Digital Media Usage Growth Trends Upward in China
The internet user population in China is now massive, at 513 million people at the end of 2011, according to the latest market assessment by eMarketer.
Though growth will taper to the single-digit range by 2013 -- the internet won’t reach a majority of the population until 2015 -- China still has the largest online user base in the world.
This growing user population, as well as recent governmental restrictions on broadcast ads, are having an impact on online advertising.
As of January 1, 2012, China’s government made it harder for advertisers to buy their favorite time blocks from broadcasters like CCTV. It also ended commercial breaks during dramas and limited the number of entertainment shows local TV stations can broadcast.
These changes have frustrated TV broadcasters, advertisers and media planners, but digital media owners in China are apparently elated -- they're envisioning more money heading their way, especially from advertising related to growth areas such as microblogging, online video viewing and smartphone usage.
While China doesn't have Facebook access -- it's officially banned in the country -- its absence hasn't curtailed the growing social networking population, which reached nearly 257 million in 2011.

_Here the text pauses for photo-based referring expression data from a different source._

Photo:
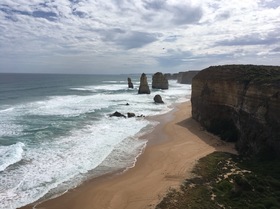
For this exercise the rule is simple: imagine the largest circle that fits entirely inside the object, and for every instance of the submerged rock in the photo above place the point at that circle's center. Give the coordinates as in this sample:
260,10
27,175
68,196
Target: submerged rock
158,99
144,87
117,114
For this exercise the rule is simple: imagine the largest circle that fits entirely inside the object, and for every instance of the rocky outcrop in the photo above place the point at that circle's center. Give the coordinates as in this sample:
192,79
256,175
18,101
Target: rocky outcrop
240,103
186,77
159,81
130,84
158,99
144,87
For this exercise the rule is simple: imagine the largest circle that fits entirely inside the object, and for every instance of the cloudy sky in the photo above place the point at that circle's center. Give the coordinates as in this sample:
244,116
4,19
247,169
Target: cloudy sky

So far, half of internet users have been attracted by local weibo (services like Twitter) and other domestic social networking sites, with the proportion expected to rise to nearly two-thirds by 2014.

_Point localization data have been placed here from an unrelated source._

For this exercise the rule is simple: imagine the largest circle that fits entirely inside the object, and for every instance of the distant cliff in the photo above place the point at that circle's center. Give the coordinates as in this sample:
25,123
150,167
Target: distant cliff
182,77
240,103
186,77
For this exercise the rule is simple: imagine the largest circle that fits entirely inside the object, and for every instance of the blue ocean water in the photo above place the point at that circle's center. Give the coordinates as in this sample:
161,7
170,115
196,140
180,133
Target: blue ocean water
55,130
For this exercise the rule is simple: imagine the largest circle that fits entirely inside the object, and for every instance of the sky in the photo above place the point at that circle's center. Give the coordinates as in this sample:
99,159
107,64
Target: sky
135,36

eMarketer says that the social network leaders in China are Tencent QZone (with 536 million users), Tencent Weibo (310 million), Sina Weibo (250 million), Renren (137 million) and Kaixin001 (116 million), as reported by social marketing agency "We Are Social."
Douban, Tencent’s Pengyou, 51.com, Tianji and Jiepang are important vertical social sites in China.
As advertisers look to spend more this year on mobile marketing and online video ads, social media across these platforms -- especially weibo sites -- will benefit from the increased marketing efforts.
Advertisers will look for ways to promote brands on Sina Weibo and Tencent Weibo as consumers continue flocking to microblogs, which will pull advertising away from traditional social networking sites like Renren.